El autor identifica cinco consecuencias o pecados capitales de este nuevo régimen. La primera es la vulneración sistemática de la privacidad: hemos cedido nuestros datos más íntimos a cambio de servicios aparentemente gratuitos, sin calibrar las implicaciones de tal cesión. La segunda, la fragmentación de nuestra atención, capturada por diseños digitales concebidos para retenernos mediante estímulos adictivos. Le sigue la proliferación deliberada de la desinformación: no un fallo del sistema, sino un engranaje esencial de un modelo que monetiza la polarización. A ello se suma el derrumbe del periodismo tradicional, arrastrado por la lógica del SEO y la precariedad digital. Finalmente, la devastación del pequeño comercio, barrido por plataformas que imponen precios ínfimos y condiciones laborales cada vez más degradadas en nombre de la eficiencia.

Parte especialmente valiosa del libro es la que recoge las voces críticas desde dentro del sistema. El caso de Tristan Harris, ex diseñador de Google, o de Jeff Hammerbacher, ex directivo de Facebook, revela que aun algunos de los cerebros que diseñaron estos sistemas reconocen hoy su dimensión tóxica. Es deprimente que las mejores mentes de mi generación estén pensando en cómo lograr que la gente haga clic en anuncios, llega a decir Hammerbacher. El propio Harris compara los centros de control de Google con salas de mando conductual sobre mil millones de personas. Son los arrepentidos de Silicon Valley, figuras claves para comprender que el problema no es tecnológico, sino moral, político y estructural.

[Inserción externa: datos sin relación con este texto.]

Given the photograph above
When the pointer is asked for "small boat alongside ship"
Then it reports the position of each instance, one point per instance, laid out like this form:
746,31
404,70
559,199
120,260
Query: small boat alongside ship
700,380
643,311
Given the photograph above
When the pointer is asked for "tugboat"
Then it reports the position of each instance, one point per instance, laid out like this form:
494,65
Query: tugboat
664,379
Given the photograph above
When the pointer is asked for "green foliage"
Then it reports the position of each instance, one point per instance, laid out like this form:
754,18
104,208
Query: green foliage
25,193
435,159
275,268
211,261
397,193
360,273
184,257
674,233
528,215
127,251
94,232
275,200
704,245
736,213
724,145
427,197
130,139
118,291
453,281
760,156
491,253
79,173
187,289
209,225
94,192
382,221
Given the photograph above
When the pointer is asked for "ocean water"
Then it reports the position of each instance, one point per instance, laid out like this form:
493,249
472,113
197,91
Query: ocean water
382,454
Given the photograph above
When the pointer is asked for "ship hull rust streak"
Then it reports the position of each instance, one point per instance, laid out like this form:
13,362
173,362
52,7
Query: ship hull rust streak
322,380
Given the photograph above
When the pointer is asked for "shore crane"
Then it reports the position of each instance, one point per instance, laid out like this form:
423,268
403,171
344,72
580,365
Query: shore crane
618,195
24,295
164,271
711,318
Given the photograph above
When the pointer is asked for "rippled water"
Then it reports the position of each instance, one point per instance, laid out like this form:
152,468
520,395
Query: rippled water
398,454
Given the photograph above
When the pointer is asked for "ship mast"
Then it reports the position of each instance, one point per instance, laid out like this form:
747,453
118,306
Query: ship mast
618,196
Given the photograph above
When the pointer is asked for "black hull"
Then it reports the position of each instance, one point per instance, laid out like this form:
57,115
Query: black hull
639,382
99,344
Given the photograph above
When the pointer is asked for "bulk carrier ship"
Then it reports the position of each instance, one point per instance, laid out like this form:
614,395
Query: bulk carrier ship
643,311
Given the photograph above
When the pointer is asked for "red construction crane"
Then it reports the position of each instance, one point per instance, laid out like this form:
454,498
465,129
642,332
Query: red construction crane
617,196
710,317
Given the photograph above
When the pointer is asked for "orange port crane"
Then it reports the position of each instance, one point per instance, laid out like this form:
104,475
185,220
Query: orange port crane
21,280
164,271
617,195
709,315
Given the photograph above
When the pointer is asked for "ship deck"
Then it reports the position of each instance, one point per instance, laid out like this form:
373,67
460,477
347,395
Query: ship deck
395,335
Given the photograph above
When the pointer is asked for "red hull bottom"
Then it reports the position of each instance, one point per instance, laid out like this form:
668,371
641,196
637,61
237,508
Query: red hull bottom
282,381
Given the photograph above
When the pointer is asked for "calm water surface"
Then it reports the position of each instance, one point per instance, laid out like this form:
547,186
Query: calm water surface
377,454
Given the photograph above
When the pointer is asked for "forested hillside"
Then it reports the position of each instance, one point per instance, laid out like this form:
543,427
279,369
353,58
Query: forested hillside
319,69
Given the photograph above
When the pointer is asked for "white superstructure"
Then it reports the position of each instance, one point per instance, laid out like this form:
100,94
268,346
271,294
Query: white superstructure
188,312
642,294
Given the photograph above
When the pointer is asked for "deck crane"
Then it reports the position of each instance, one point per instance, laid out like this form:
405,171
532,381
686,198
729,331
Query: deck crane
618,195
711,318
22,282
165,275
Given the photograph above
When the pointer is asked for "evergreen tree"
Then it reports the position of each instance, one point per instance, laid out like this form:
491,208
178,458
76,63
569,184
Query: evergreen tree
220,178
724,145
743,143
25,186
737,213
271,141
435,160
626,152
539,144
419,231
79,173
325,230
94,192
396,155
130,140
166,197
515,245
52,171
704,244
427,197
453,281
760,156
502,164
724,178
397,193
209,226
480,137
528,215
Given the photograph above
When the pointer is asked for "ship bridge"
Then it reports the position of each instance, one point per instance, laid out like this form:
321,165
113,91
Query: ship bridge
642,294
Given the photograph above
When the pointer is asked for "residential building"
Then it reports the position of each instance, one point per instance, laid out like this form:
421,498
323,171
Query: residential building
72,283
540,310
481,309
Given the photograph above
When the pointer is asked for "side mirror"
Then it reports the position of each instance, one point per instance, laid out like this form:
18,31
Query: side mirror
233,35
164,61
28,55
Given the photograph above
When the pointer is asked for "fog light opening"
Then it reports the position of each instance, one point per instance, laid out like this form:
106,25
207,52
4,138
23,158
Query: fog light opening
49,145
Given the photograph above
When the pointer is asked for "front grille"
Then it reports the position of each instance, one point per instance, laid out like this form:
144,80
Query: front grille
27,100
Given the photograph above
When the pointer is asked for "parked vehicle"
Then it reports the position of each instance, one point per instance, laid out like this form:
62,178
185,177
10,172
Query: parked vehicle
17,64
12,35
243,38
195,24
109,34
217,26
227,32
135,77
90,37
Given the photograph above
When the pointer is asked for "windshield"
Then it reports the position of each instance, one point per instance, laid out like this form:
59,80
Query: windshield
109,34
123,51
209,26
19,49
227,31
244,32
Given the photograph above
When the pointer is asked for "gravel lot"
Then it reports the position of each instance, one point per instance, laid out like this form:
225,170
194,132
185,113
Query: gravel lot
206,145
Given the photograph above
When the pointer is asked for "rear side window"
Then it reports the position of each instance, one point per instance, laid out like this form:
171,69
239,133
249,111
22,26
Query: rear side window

Sin caer en el rechazo simplista de la tecnología, Blanco reconoce los beneficios que ha traído en la medicina, la educación o el acceso al conocimiento. Pero advierte que esos avances no deben servir de coartada para naturalizar la subordinación. Frente al embrujo tecnolibertario, promueve una ciudadanía crítica, activa y organizada, capaz de recuperar el control sobre su vida. Y exige, desde lo político, marcos regulatorios e instituciones que pongan límites a la concentración de poder de estas corporaciones.

La tiranía de las naciones pantalla (https://acortar.link/ZrdASx) es un llamado urgente a la acción. Juan Carlos Blanco propone romper el hechizo de la pasividad, desmontar el relato de la inevitabilidad tecnológica y reivindicar un horizonte en el que las herramientas digitales estén al servicio de los seres humanos, no al revés. No se trata de apagar las pantallas, sino de dejar de vivir arrodillados ante ellas.